Iranian-born Taraneh Hemami visits CSUMB

Iranian-born visual artist Taraneh Hemami has two homes – and she also has none. When Hemami came to the United States in 1978 to attend the University of Oregon, she planned to return home after she finished school. Within a year, however, the Iranian Revolution had changed her homeland forever and prevented her from returning for more than a decade.

As an Iranian living in the United States, it's not surprising that Hemami's art would explore her complex relationship with the concept of home and her struggle to secure a sense of belonging from both her country of residence and her native country. In many ways, Hemami's art is her home. "There is a sense of satisfaction in placing myself within the walls that I create," Hemami told KQED’s Quest program in an interview several years ago.

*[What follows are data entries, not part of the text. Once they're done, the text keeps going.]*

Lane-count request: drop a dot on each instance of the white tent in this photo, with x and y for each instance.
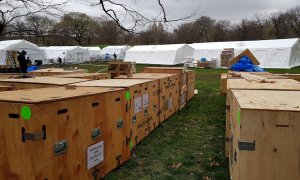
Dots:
(69, 54)
(277, 53)
(109, 51)
(94, 52)
(169, 54)
(33, 51)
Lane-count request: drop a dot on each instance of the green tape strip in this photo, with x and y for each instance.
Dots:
(131, 144)
(239, 117)
(26, 113)
(127, 95)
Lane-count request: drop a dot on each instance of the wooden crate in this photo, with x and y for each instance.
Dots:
(39, 82)
(91, 76)
(47, 133)
(138, 95)
(242, 84)
(6, 88)
(290, 76)
(265, 137)
(55, 71)
(168, 92)
(191, 81)
(117, 68)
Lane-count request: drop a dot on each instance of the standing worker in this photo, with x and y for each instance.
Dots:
(59, 61)
(115, 56)
(22, 61)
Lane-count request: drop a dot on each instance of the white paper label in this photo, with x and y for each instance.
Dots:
(95, 154)
(170, 103)
(145, 100)
(137, 104)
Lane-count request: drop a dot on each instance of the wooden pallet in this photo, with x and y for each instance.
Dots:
(46, 133)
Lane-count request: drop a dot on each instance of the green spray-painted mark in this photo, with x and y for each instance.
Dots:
(127, 95)
(131, 144)
(239, 117)
(26, 113)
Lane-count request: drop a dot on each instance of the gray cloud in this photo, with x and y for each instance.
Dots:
(233, 10)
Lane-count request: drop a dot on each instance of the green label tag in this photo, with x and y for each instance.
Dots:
(26, 113)
(239, 117)
(127, 95)
(131, 144)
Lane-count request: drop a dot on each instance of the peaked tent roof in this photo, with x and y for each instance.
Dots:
(276, 53)
(168, 54)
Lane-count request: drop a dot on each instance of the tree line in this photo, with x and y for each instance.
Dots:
(80, 29)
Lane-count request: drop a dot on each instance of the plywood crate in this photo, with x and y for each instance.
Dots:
(138, 95)
(117, 68)
(39, 82)
(6, 88)
(279, 84)
(56, 71)
(191, 81)
(181, 71)
(265, 137)
(91, 76)
(291, 76)
(48, 133)
(168, 87)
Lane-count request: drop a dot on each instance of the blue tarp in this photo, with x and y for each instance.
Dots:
(245, 64)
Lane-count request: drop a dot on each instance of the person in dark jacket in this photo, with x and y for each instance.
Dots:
(22, 61)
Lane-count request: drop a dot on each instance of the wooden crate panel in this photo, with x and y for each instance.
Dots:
(264, 135)
(168, 92)
(91, 76)
(39, 82)
(65, 119)
(142, 114)
(290, 76)
(55, 71)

The local community will have the opportunity to learn about Hemami’s work when she visits CSU Monterey Bay on April 5. Her free talk, part of the Visiting Artists Series, will start at 6 p.m. in the University Center ballroom. The University Center is located on Sixth Avenue at B Street. Driving directions and a campus map can be found here.

One of her public art projects is currently on display at San Francisco’s Yerba Buena Center for the Arts. The installation, on display until August of 2013, is a neon sign with the word “free” – in English and Arabic – repeated in a circle, acting, Hemami said, as a prayer or chant. The English version, in blue, can be read from the interior of the building; the Arabic version, in yellow, can be read from outside.

Hemami told the San Francisco Chronicle that she surrounded the neon with the geometric patterns one finds on the dome of a mosque or bazaar. At the center of the pattern, in place of the dome’s peak, is the neon light calling for freedom.

Hemami’s visit concludes the Visiting Artist Series for this academic year.